The Department of Energy has the difficult task of cleaning up hazardous and radioactive waste from energy research and nuclear weapons production dating to World War II. This report describes the estimated cost of this future cleanup—DOE's environmental liability—and related issues.
- The estimated future cost was $512 billion in FY 2020
- Most of the liabilities ($406 billion of the total) are for cleanup activities managed by DOE's Office of Environmental Management
- The growth of the Office's environmental liability has outpaced its cleanup spending
In 2017, we added the federal government's environmental liabilities to our High Risk List.

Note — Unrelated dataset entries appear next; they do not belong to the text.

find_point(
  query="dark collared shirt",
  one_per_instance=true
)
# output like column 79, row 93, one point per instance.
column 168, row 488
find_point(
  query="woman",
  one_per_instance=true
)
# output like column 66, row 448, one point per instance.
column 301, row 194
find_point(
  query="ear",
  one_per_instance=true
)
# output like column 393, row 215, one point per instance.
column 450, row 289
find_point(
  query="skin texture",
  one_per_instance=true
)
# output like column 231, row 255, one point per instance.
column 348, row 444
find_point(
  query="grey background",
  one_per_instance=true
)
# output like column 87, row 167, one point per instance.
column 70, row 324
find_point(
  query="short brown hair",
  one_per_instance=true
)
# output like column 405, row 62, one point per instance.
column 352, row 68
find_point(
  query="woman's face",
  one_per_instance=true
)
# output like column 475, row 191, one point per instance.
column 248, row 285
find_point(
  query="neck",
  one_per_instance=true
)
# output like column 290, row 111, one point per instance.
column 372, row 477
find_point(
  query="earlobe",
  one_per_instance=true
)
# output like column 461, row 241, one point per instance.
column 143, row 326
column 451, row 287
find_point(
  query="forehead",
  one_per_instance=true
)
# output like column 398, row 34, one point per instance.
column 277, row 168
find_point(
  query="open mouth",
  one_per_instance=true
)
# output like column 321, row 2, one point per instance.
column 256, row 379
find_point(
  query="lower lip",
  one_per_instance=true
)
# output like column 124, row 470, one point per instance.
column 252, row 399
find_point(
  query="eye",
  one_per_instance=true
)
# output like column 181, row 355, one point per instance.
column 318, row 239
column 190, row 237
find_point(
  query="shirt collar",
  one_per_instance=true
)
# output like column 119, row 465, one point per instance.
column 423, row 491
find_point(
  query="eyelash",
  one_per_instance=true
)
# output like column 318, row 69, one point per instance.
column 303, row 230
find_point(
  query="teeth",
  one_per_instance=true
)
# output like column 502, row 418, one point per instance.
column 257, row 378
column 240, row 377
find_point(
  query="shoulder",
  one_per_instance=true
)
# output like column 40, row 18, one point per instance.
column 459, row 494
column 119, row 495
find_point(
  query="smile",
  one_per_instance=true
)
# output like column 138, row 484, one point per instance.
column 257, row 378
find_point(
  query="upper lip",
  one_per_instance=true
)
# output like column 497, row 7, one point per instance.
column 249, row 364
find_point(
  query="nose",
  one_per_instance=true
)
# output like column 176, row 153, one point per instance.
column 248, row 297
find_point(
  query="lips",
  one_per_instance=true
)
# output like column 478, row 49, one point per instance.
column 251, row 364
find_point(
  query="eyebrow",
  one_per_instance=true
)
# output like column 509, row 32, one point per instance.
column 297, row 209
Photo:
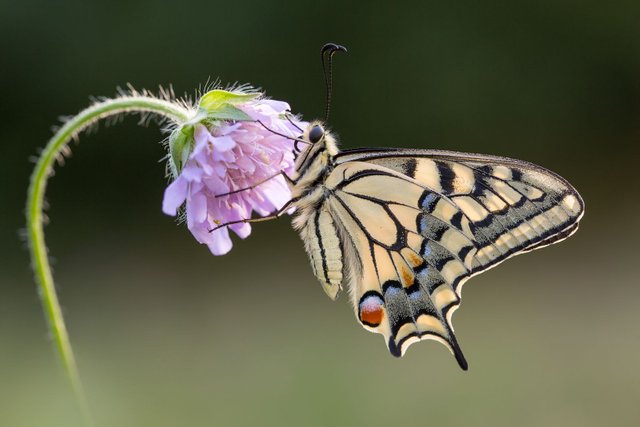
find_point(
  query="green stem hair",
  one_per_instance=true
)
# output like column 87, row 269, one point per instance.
column 38, row 250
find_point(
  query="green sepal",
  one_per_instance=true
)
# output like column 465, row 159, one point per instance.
column 180, row 146
column 214, row 99
column 221, row 105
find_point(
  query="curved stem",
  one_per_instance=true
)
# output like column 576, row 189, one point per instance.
column 35, row 198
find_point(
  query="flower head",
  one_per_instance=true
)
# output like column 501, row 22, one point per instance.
column 221, row 155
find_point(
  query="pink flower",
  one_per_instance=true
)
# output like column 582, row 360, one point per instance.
column 234, row 155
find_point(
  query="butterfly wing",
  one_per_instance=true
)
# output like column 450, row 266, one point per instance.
column 414, row 225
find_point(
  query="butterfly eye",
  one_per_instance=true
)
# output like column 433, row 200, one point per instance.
column 316, row 134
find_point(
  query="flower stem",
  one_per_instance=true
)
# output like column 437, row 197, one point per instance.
column 35, row 224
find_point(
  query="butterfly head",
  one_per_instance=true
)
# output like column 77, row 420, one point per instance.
column 319, row 147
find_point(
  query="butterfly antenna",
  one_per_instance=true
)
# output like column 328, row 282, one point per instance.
column 326, row 53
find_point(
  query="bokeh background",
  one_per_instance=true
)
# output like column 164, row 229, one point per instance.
column 168, row 335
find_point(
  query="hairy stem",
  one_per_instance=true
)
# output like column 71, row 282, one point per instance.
column 35, row 224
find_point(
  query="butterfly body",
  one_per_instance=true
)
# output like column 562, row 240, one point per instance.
column 404, row 229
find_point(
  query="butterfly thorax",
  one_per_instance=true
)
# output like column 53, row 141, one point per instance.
column 312, row 167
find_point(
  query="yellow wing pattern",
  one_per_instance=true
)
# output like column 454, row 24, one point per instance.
column 413, row 225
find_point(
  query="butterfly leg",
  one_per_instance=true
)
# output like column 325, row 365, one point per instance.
column 282, row 134
column 275, row 215
column 289, row 180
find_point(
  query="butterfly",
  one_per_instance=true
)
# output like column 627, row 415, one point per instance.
column 404, row 229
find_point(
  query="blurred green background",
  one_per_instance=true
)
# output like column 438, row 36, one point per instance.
column 168, row 335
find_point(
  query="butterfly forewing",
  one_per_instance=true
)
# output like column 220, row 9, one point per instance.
column 406, row 228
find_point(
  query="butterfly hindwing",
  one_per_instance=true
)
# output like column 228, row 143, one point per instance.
column 414, row 225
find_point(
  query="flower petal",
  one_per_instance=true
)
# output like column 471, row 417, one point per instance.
column 174, row 196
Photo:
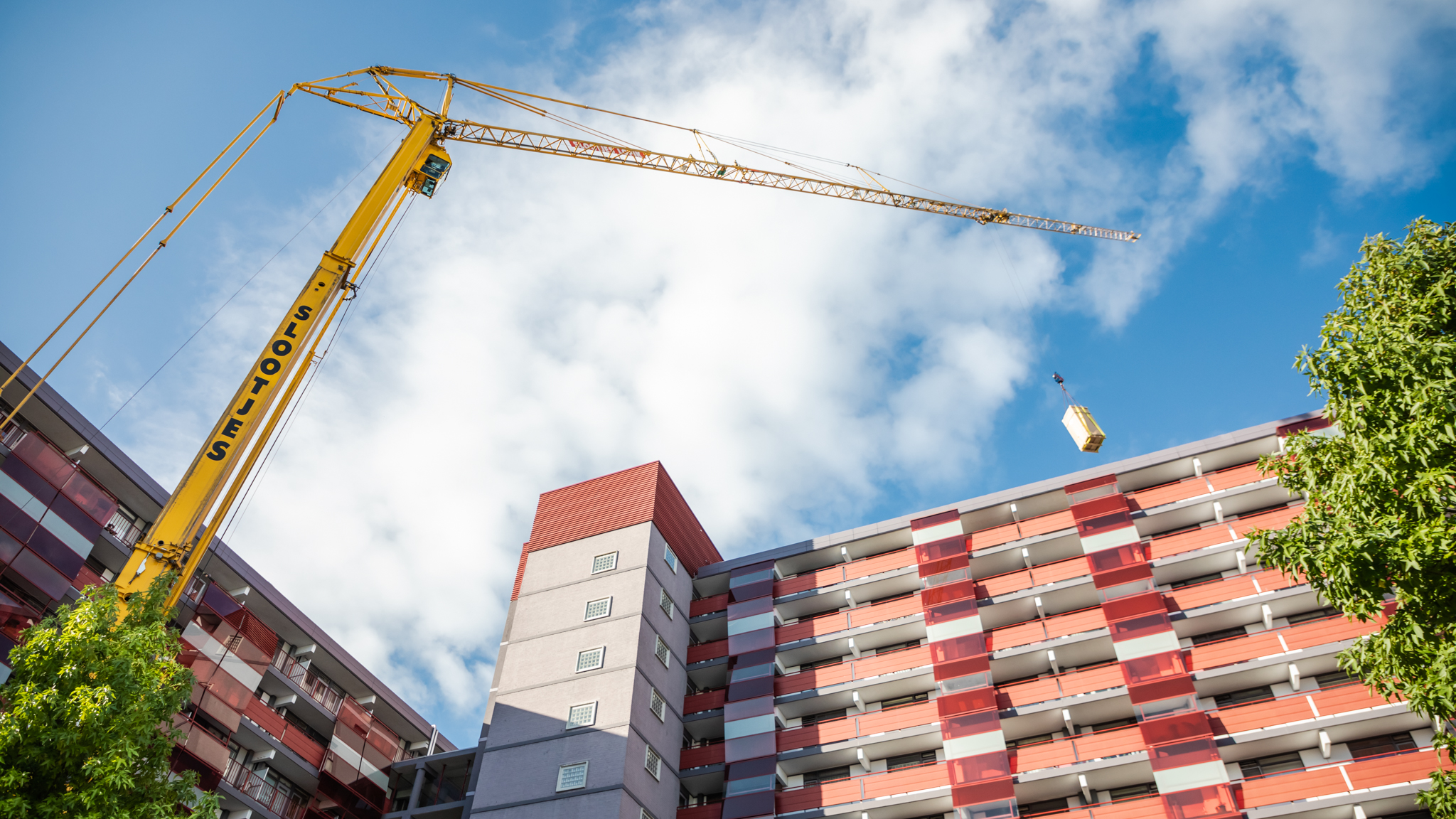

Office of Environmental Management's Estimated Environmental Liability, Fiscal Years 2011-2020
What GAO Found
The Department of Energy's (DOE) environmental liability is large and growing. In managing cleanup responsibilities related to this liability, DOE faces challenges in contract and project management, and has opportunities to reduce costs and risks.
Why GAO Did This Study
DOE is tasked with cleaning up hazardous and radioactive waste created by nuclear weapons research and production sites across the country dating back to World War II and the Cold War. DOE's cleanup mission includes addressing contaminated soil and groundwater, deactivating and decommissioning contaminated facilities, and building facilities to treat millions of gallons of radioactive waste. DOE's estimate of the probable costs for this future cleanup is known as its environmental and disposal liability (or environmental liability).
This report describes the status of DOE's environmental liability, and challenges and opportunities GAO has identified that DOE faces in managing its cleanup responsibilities. GAO reviewed its prior reports and synthesized key findings and recommendations related to DOE's environmental liability.